Pinchas Zukerkman performs Elgar and Vaughan Williams

Pinchas Zukerman’s violin playing has lost nothing of its masterful immensity, gorgeousness of tone, and likeable directness of manner over the years, and to hear those qualities at work in The Lark Ascending is a memorable experience. Perhaps less predictable, and entirely as striking, is the success with which those same qualities transfer to his conducting.

Our rating

4

Published: October 17, 2016 at 10:17 am

COMPOSERS: Edward Elgar,Ralph Vaughan Williams
LABELS: Decca
ALBUM TITLE: Edward Elgar • Ralph Vaughan Williams
WORKS: Elgar: Serenade for Strings; Salut d’amour; Chanson de matin; Chanson de nuit; In Moonlight (arr. Milone); Introduction and Allegro; Vaughan Williams: The Lark Ascending; Fantasia on a Theme by Thomas Tallis
PERFORMER: Royal Philharmonic Orchestra/Pinchas Zukerman (violin)
CATALOGUE NO: Decca 478 9836

Pinchas Zukerman’s violin playing has lost nothing of its masterful immensity, gorgeousness of tone, and likeable directness of manner over the years, and to hear those qualities at work in The Lark Ascending is a memorable experience. Perhaps less predictable, and entirely as striking, is the success with which those same qualities transfer to his conducting. There’s no trace of portentousness in Zukerman’s approach to the vast musical spaces searched out by the Tallis Fantasia; yet this seemingly no-nonsense interpretation has a strongly characterised, tight-reined majesty that can hold its own even among the formidable recorded competition. Vaughan Williams’s deployment of the work’s different-sized string groups, devised with a cathedral acoustic in mind, really needs a more spacious acoustic than London’s Cadogan Hall. Then again, the focused grandeur of tone generated by the RPO strings is more than powerful enough to compensate.

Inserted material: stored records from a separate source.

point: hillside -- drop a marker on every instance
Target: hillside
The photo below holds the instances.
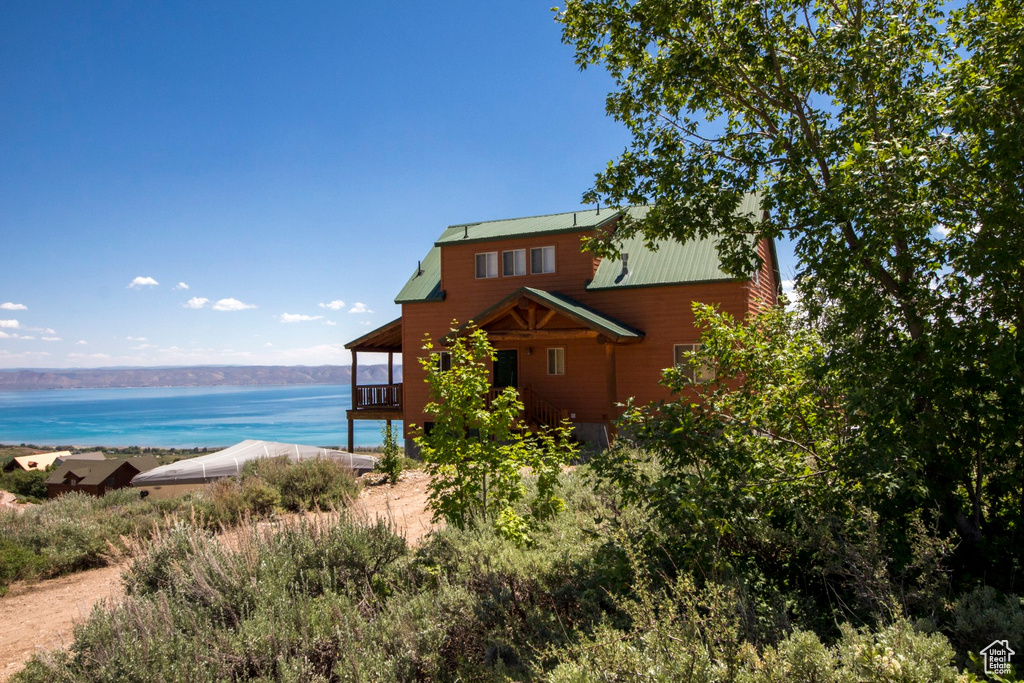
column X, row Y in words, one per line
column 108, row 378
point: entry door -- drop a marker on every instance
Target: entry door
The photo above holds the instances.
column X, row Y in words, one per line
column 507, row 369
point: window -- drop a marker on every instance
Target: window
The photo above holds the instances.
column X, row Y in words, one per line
column 556, row 360
column 542, row 259
column 699, row 374
column 486, row 264
column 514, row 262
column 443, row 360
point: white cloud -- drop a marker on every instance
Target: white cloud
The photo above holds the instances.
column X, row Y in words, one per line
column 197, row 302
column 231, row 304
column 298, row 317
column 141, row 282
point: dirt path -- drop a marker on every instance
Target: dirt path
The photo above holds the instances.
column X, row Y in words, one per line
column 41, row 615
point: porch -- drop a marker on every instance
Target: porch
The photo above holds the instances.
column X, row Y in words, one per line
column 376, row 401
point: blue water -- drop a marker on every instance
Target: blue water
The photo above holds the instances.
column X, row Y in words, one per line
column 183, row 417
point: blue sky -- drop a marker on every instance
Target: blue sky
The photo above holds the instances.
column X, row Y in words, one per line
column 205, row 182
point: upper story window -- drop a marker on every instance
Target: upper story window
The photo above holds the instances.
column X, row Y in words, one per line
column 514, row 262
column 443, row 360
column 556, row 360
column 542, row 259
column 698, row 374
column 486, row 264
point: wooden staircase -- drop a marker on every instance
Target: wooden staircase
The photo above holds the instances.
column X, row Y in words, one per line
column 538, row 411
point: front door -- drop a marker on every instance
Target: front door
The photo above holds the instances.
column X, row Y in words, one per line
column 507, row 369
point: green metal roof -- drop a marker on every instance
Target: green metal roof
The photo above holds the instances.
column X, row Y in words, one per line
column 425, row 285
column 570, row 221
column 569, row 307
column 592, row 318
column 671, row 263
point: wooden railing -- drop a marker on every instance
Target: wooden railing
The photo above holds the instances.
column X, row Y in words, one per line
column 537, row 410
column 540, row 411
column 377, row 395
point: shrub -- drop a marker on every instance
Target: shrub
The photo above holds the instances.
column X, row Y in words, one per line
column 28, row 484
column 982, row 615
column 390, row 461
column 316, row 483
column 16, row 562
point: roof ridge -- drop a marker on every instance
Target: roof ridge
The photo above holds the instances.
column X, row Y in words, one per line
column 541, row 215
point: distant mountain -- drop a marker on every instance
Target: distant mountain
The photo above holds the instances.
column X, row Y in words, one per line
column 111, row 378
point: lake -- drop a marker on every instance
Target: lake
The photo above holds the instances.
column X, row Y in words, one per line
column 183, row 417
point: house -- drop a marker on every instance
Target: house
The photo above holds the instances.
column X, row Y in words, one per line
column 36, row 462
column 576, row 334
column 96, row 476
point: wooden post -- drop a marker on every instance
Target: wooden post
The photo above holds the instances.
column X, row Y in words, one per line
column 351, row 423
column 609, row 370
column 390, row 377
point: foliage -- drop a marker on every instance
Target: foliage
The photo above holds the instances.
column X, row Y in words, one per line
column 31, row 484
column 885, row 141
column 79, row 531
column 391, row 458
column 331, row 599
column 474, row 451
column 309, row 484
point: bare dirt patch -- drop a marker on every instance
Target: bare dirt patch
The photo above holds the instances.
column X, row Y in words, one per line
column 41, row 615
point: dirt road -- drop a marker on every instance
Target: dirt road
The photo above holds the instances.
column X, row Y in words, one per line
column 41, row 615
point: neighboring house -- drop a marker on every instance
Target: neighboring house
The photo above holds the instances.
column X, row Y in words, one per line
column 577, row 335
column 95, row 476
column 37, row 462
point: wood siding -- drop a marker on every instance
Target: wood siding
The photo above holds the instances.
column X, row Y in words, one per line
column 664, row 313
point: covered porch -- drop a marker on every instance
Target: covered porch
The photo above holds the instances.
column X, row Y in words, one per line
column 376, row 401
column 560, row 355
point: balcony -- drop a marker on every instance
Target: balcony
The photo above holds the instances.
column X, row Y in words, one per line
column 376, row 401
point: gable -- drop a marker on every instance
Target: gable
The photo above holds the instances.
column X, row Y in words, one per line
column 532, row 313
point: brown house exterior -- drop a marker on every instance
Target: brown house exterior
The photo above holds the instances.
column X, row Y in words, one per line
column 574, row 334
column 96, row 477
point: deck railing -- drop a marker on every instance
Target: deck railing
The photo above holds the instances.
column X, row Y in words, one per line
column 377, row 395
column 537, row 409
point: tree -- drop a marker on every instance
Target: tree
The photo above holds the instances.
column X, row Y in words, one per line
column 473, row 450
column 887, row 144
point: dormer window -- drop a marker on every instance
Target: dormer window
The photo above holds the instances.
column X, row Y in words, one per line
column 514, row 262
column 486, row 264
column 542, row 259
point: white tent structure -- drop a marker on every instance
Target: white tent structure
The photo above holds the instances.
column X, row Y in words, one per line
column 229, row 462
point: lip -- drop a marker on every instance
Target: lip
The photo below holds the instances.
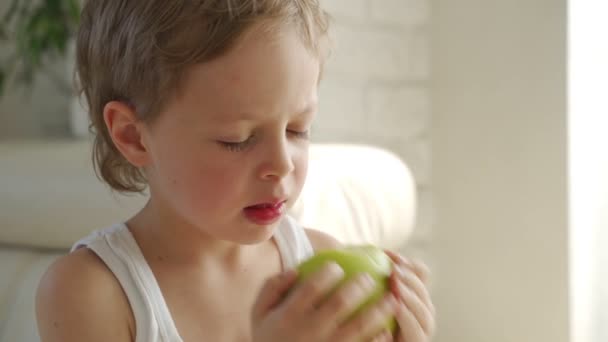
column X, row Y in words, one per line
column 265, row 213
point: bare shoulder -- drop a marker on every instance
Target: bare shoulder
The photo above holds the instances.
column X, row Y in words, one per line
column 321, row 240
column 79, row 299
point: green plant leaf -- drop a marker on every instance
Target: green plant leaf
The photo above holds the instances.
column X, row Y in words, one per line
column 8, row 16
column 2, row 81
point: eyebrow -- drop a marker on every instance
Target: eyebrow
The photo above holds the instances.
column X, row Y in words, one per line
column 248, row 116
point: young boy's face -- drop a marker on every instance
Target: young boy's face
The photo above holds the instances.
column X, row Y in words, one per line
column 229, row 155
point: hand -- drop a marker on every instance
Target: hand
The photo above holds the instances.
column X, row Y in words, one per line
column 306, row 312
column 416, row 313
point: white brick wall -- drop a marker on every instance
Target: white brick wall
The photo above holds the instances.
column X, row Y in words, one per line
column 375, row 89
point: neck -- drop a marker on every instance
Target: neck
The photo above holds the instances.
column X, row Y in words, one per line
column 164, row 237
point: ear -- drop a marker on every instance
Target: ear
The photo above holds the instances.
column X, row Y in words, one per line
column 125, row 129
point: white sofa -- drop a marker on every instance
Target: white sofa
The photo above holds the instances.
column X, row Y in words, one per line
column 50, row 197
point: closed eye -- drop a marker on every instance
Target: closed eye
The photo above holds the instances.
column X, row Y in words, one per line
column 299, row 134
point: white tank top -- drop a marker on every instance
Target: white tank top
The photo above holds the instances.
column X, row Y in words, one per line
column 116, row 246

The same level of music-making – almost – is on offer in the sequence of Elgar works. Besides the violin part of Salut d’amour, Zukerman plays solo viola for In Moonlight, an arrangement of the haunting ‘canto popolare’ interlude from In the South; he also conducts the Serenade in E minor, Chanson de matin and Chanson de nuit, and the roistering musical riches of the Introduction and Allegro. Something of Elgar’s idiom eludes him – the ‘smiling with a sigh’ quality which John Barbirolli and Norman Del Mar could conjure so unerringly. That said, these are still beautifully delivered, mannerism-free interpretations, with quality playing to match.